Tuesday, March 31, 2009

Men shopping

I received a comment that my profile photo made me look like a deer in the headlights. Since I've never claimed any sentience higher than a light struck ungulate I will not take offence. Actually it reminded me of men shopping.

It is a rare occurrence when a lone man stumbles alone into Keystone looking for a gift for his partner or mother, the only two gifts that really matter. Luckily men have been such crappy partners for so long that most women's expectations are so low you could glue elbow macaroni on a card in the shape of a heart and they would probably cry tears of joy. The secret of course is that we men cultivate this incompetence in order to keep expectations at an historical low. Really, how could it be possible for a man to have heard absolutely nothing for 15 years and have no knowledge of his partners tastes. It doesn't really matter what you buy your Mom as long as she gets it at the appropriate time with a little mushy emotion. Moms are good like that

This rare opportunity, a man shopping alone, is the retailers chance to test his professional gift selling expertise and move a little dusty product. Often all you have to do is put something in their hands and they are so grateful they just pass over the Amex with a stupid grin. At Keystone we pride ourselves on selecting the perfect gift for a total stranger; oddly we are better at it than the people they love.
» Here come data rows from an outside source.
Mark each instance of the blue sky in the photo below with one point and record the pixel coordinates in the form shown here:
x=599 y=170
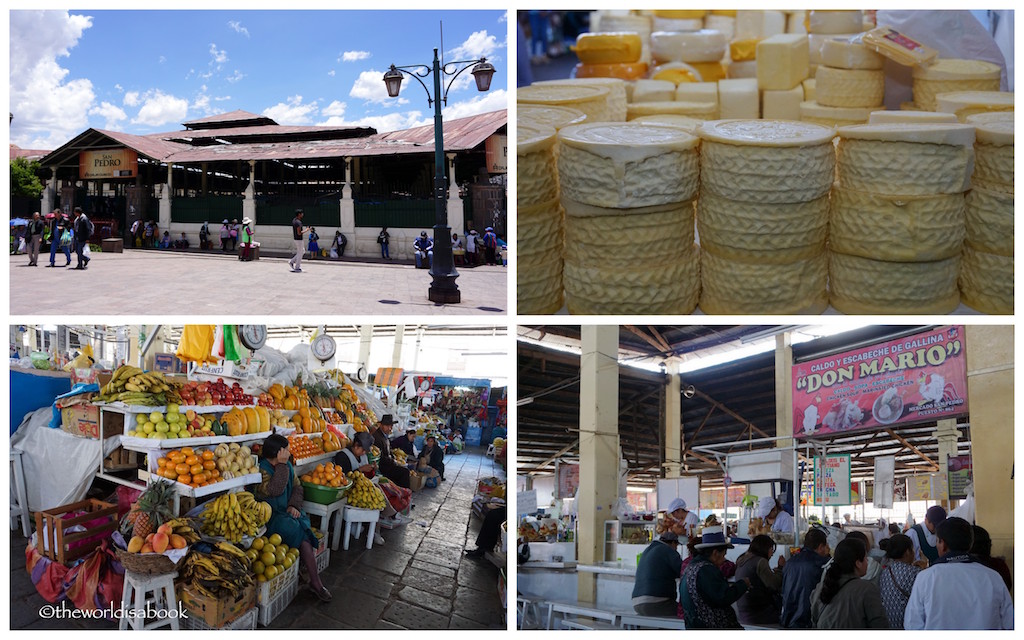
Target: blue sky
x=145 y=72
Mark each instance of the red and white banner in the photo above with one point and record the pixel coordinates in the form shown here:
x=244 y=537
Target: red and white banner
x=918 y=378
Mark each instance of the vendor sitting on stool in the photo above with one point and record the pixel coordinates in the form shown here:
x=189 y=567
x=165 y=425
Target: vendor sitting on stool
x=281 y=487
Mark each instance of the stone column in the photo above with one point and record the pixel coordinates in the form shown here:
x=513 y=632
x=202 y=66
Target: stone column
x=598 y=446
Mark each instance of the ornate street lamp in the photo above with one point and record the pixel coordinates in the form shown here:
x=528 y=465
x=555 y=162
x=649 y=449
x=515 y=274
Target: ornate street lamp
x=442 y=288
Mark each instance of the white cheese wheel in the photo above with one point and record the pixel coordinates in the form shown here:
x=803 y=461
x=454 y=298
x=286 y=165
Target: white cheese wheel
x=706 y=45
x=783 y=61
x=842 y=53
x=608 y=47
x=701 y=111
x=900 y=228
x=906 y=159
x=657 y=287
x=731 y=287
x=989 y=221
x=622 y=165
x=835 y=22
x=537 y=176
x=863 y=286
x=966 y=103
x=763 y=232
x=986 y=282
x=850 y=87
x=653 y=91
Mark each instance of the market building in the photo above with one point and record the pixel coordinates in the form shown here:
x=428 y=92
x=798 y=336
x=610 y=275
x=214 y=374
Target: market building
x=238 y=165
x=192 y=459
x=858 y=427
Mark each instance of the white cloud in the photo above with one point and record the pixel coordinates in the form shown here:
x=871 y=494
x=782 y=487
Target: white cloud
x=370 y=86
x=293 y=112
x=352 y=56
x=238 y=28
x=112 y=114
x=160 y=109
x=48 y=107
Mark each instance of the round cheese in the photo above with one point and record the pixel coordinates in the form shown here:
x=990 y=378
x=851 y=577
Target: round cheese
x=989 y=221
x=835 y=22
x=627 y=165
x=842 y=53
x=763 y=232
x=849 y=87
x=706 y=45
x=986 y=282
x=899 y=228
x=608 y=47
x=864 y=286
x=731 y=287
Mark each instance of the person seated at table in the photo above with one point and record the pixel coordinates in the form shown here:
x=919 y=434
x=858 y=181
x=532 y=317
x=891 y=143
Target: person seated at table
x=654 y=588
x=281 y=487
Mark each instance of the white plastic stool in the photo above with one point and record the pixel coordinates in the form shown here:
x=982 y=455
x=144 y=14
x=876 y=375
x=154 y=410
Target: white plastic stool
x=134 y=597
x=358 y=516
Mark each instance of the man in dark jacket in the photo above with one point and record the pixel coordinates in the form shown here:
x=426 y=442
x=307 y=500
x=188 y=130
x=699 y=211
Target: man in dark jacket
x=800 y=576
x=654 y=589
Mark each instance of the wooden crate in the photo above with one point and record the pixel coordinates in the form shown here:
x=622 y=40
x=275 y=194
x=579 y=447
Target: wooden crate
x=52 y=525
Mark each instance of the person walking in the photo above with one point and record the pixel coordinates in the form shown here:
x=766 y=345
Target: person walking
x=297 y=232
x=33 y=237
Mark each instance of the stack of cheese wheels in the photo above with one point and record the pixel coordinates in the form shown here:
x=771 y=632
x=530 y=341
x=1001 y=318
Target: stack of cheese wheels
x=628 y=193
x=986 y=279
x=762 y=216
x=896 y=223
x=609 y=54
x=947 y=75
x=540 y=228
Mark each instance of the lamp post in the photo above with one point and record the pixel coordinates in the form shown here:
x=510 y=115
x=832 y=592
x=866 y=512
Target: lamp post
x=442 y=287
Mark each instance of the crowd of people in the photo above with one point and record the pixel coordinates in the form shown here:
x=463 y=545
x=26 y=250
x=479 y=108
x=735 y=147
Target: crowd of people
x=939 y=574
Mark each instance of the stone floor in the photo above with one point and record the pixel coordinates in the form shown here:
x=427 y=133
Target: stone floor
x=189 y=283
x=420 y=579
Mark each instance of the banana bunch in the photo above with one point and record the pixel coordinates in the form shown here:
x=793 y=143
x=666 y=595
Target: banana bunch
x=225 y=569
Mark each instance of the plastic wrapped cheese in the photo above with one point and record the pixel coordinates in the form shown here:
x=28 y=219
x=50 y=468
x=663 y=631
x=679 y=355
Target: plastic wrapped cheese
x=900 y=228
x=622 y=165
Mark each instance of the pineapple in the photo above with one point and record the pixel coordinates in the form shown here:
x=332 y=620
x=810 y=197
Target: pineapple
x=153 y=508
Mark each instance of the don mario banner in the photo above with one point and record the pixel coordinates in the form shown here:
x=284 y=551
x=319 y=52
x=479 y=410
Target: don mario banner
x=913 y=379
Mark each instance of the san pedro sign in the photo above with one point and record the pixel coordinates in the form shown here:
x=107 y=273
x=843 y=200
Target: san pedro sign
x=918 y=378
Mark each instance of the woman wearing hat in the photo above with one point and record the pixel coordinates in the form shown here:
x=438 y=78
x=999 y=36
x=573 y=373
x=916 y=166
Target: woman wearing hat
x=706 y=595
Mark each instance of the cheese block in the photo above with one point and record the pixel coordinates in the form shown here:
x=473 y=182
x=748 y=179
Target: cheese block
x=947 y=75
x=764 y=232
x=899 y=228
x=622 y=165
x=891 y=117
x=608 y=47
x=781 y=104
x=706 y=45
x=702 y=111
x=843 y=53
x=814 y=113
x=826 y=23
x=906 y=159
x=986 y=282
x=783 y=61
x=966 y=103
x=863 y=286
x=592 y=100
x=730 y=287
x=537 y=177
x=766 y=161
x=738 y=98
x=596 y=236
x=653 y=91
x=657 y=287
x=989 y=221
x=850 y=87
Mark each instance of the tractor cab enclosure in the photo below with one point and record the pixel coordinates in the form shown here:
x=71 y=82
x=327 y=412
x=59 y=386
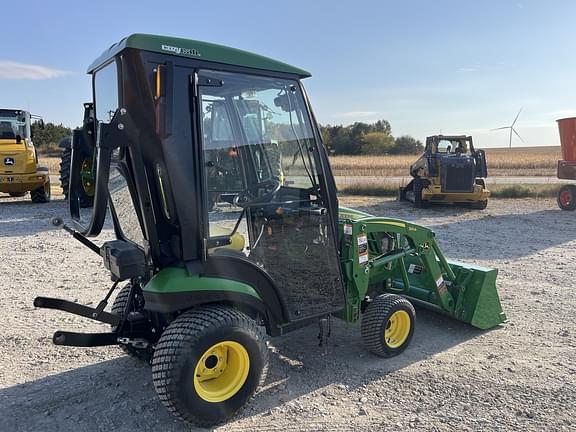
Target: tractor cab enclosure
x=211 y=171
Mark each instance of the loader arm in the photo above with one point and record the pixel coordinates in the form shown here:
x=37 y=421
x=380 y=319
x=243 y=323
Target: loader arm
x=391 y=255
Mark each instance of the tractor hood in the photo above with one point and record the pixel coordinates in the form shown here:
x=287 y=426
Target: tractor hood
x=16 y=158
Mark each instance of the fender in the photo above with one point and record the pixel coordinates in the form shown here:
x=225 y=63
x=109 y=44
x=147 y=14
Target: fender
x=222 y=279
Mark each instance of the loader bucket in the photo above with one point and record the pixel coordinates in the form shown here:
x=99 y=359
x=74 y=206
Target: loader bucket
x=477 y=302
x=476 y=299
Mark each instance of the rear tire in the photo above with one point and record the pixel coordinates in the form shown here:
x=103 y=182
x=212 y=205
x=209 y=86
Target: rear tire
x=388 y=325
x=119 y=308
x=566 y=198
x=42 y=194
x=188 y=357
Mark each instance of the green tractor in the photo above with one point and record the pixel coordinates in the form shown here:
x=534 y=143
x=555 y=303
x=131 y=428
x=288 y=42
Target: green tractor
x=204 y=288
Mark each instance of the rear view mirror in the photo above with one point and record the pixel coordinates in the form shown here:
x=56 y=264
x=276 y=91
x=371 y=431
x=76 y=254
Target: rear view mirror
x=120 y=132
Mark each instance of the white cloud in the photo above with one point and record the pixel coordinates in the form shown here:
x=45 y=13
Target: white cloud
x=23 y=71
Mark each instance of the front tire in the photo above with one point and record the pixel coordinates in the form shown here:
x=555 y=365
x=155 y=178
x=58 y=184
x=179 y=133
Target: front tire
x=388 y=325
x=208 y=363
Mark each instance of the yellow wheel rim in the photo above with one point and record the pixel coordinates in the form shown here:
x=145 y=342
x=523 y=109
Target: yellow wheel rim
x=221 y=371
x=397 y=329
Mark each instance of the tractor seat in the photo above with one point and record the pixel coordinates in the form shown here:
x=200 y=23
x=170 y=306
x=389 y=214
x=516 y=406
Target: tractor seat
x=238 y=240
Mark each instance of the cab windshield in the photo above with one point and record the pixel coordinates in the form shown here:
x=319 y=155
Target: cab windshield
x=12 y=123
x=254 y=130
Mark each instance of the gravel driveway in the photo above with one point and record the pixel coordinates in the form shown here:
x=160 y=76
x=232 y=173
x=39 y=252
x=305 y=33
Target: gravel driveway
x=520 y=376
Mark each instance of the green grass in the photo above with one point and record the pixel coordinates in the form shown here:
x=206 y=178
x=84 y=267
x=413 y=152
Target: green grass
x=497 y=191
Well, a good cliche, one that keeps women from expecting too much from us, must be perpetuated; still, the energy it takes to keep up this level of apathy can wear you out and the result of actually caring might surprise you. I have some lovely handmade jewellery you might find interesting...sir...sir...put down the squirt gun.

Monday, March 30, 2009

The death penalty for shoplifting

I believe in social justice. I believe in an equitable civil society where the needs of all are met without judgement or recrimination. I believe in the death penalty for shoplifting.

Self employment in retail does things to you. Before I created and sold my art at Keystone Quay I would never have considered electrocution as a solution to petty theft. Now, in the darkest days of the winter lull when a sale literally means tonight we eat I can't help these malevolent feelings from bubbling through. I am very fond of old ladies but when one of the old dears bags even the cheapest trinket it's all I can do to not crush their toes with a hammer.

When I finally snap and am writing this blog from a prison cell I hope you will all be kind. My fellow retailers will send me cakes with files inside and post my picture near their cash registers for inspiration. (post as in manually stick an actual photo on a real machine in real time)

In the meantime, for those predisposed to generalization, teenagers are good customers. You have to watch out for the middle aged ladies. A little theft is the only thrill they get.

You hold their arms, I'll take their wallets!

Welcome to blog one.

After reading all the drivel, some very interesting nonetheless, I've decided to blog about the retail trade, specifically flogging future landfill to unsuspecting tourists. I'm standing in the store right now flogging and blogging. The store, Keystone Quay, is located in fabulous Pickle Harbour out here on a rock in the North Atlantic. Here we enjoy tourists although it would make things simpler if they would just stay home and send their Visa cards. I love them though, wide eyed and so struck by this unusual place that they give me money for my art. Sure it's Kraft dinner and homemade wine in the winter time but in the summer I can live in a style unaccustomed, pretending to be important, even talented. It must be the Guinness.

People are vulnerable on vacation and I do my best to respect this vulnerability by offering full disclosure: everything I sell is guaranteed useless, although I paint on wood so you could burn it and stay warm for a little while. I sincerely thank people for saving me from having a job but this does not stop the niggling feeling they all need psychiatric help. I don't think I do unless happiness is a mental illness, which in a crazy world like this it probably is.